Basta verle correr buscando en Youtube, en las Olimpiadas de Londres o Helsinki, para entender lo que nos cuenta Echenoz: «Le gusta sentir dolor». Ante cualquier síntoma de cansancio, acelera y su cuerpo pierde todo orden apolíneo para mostrar la monstruosa maquinaria del cuerpo. Y la gesticulación, que en el deporte es como el barroco más doliente.

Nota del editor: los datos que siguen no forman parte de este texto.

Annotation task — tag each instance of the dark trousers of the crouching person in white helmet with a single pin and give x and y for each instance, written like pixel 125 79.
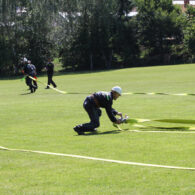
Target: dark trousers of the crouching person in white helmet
pixel 94 115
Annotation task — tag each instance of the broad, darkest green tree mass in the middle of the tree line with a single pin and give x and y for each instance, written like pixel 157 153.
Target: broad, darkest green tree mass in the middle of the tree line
pixel 103 28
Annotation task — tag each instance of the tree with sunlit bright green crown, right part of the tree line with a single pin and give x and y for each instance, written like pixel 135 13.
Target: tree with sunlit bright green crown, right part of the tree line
pixel 159 28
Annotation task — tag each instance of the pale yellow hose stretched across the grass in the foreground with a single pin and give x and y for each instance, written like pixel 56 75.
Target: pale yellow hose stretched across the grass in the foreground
pixel 100 159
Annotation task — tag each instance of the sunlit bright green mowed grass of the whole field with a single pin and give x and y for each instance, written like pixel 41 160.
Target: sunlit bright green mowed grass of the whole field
pixel 44 121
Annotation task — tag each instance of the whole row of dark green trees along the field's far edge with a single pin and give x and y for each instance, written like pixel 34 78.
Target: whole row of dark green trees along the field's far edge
pixel 95 34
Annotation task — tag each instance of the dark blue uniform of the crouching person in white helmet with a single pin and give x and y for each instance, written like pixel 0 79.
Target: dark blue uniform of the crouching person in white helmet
pixel 92 105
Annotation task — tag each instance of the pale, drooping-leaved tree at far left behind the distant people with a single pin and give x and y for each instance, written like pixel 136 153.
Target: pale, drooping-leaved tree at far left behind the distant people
pixel 25 28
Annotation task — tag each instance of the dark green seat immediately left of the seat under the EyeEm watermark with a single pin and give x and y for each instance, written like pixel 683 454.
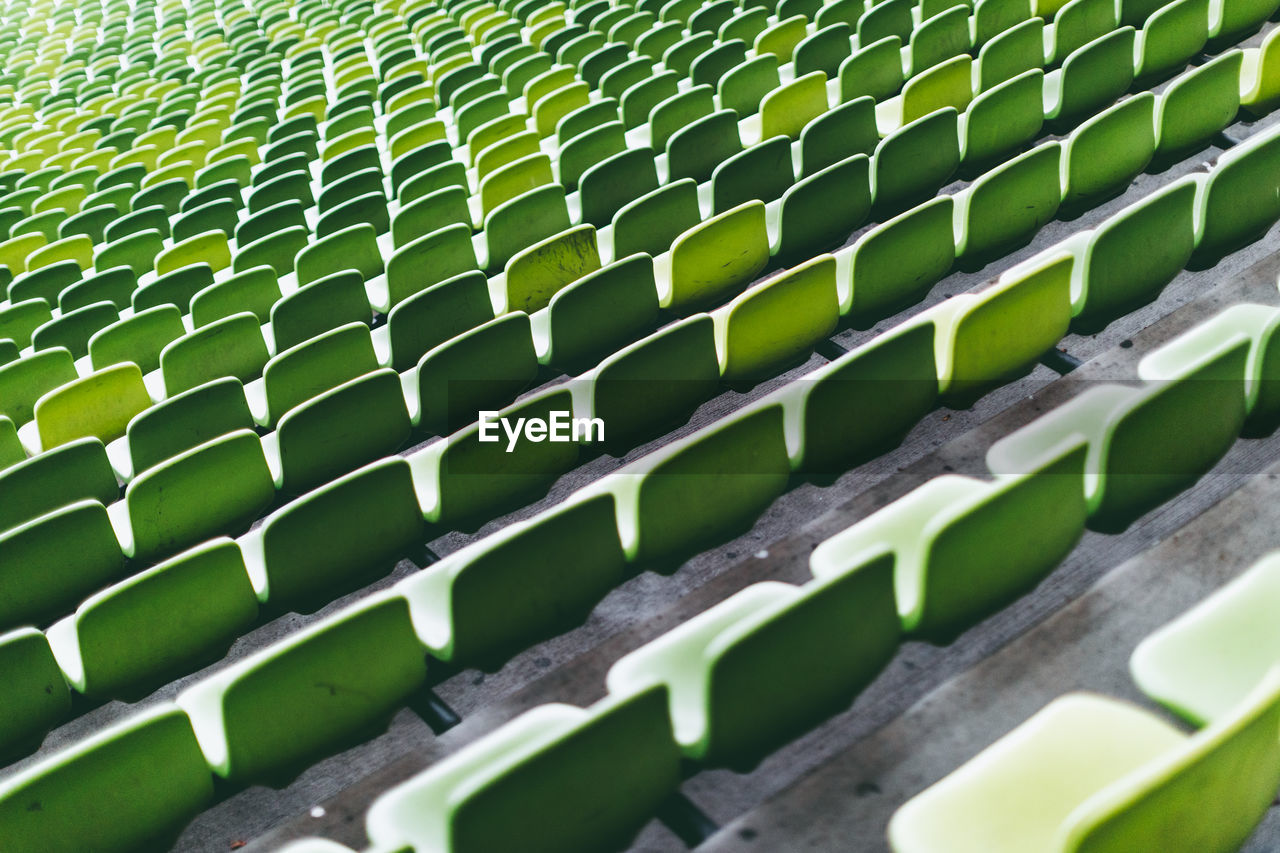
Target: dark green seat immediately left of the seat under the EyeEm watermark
pixel 337 537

No en balde, le llamaban «La Locomotora Humana» y ya sabemos lo que para el socialismo soviético representaban las locomotoras: la Historia misma que no puede parar dejando a la vista su bello engranaje. Pero con o sin dolor, Zátopek ascendía en su carrera militar y se convertía en un «héroe» popular, entre comillas, porque es utilizado como ejemplo del «socialismo real» y controlado por el Estado, al punto de que sólo puede competir en el extranjero con permiso del Ejército.

En las minas de uranio
Aquel atleta que duerme en trenes nocturnos ha desaparecido; ahora cruza los océanos para competir en carreras pintorescas, como la San Silvestre de Sao Paulo (de paso comprobará, asegura Echenoz, si funciona la ley de Corolis: que en el hemisferio sur el agua del lavabo gira en sentido contrario cuando va camino de sumidero). Ganar, lo ganó todo, hasta que los años, con treinta y pico y cayéndosele el pelo, se retira antes de que llegaran los abucheos. Vivía con Dana, su mujer, también atleta, lanzadora de jabalina, cuando, en 1968, la tropas del Pacto de Varsovia invaden Checoslovaquia para frenar, y aplastar, el plan de Dubcek de abrir el país a Europa. Entre los tanques y al lado de la gente, aparece Zátopek, un periodista lo reconoce, se acerca a él y le pide su opinión sobre lo que está sucediendo: pide nada más y nada menos que el boicot a la URSS. De esta manera, acabó donde empezó, en el más sucio de los trabajos:como jefe de mantenimiento de las minas de uranio de Jáchymov. Pero si Dubcek acabó de jardinero, Zátopek fue empleado como basurero, pero, cuenta Echenoz que en su distrito, cuando recogía la basura, la gente le aclamaba y eran ellos los que tiraban los cubos al camión. Y hubo más empleos: cavando agujeros para los postes de teléfono y, por último, archivero. Pasados los años redacta la tradicional carta de arrepentimiento, grotesca ceremonia que tanto gustaba al stalinismo y que sólo mostraba la sucia mecánica de la Historia (lo hizo para cobrar la pensión).
¿Valió la pena? Su gesto valió la pena porque, al fin y al cabo, Zátopek era «sólo un hombre».


Venganza socialista
Emil Zátopek se despidió del atletismo en España, en el Cross Internacional de Lasarte (Guipúzcoa), de 1958. Seis años antes consiguió el récord de ganar en los Juegos Olímpicos de Helsinki (1952) las medallas de oro de 5.000, 10.000 y maratón. Después de vivir en el ostracismo por su crítica a la invasión soviética de Checoslovaquia, en 1975 escribió una carta de rectificación, pero su gran aportación a la Primavera de Praga ya estaba hecha.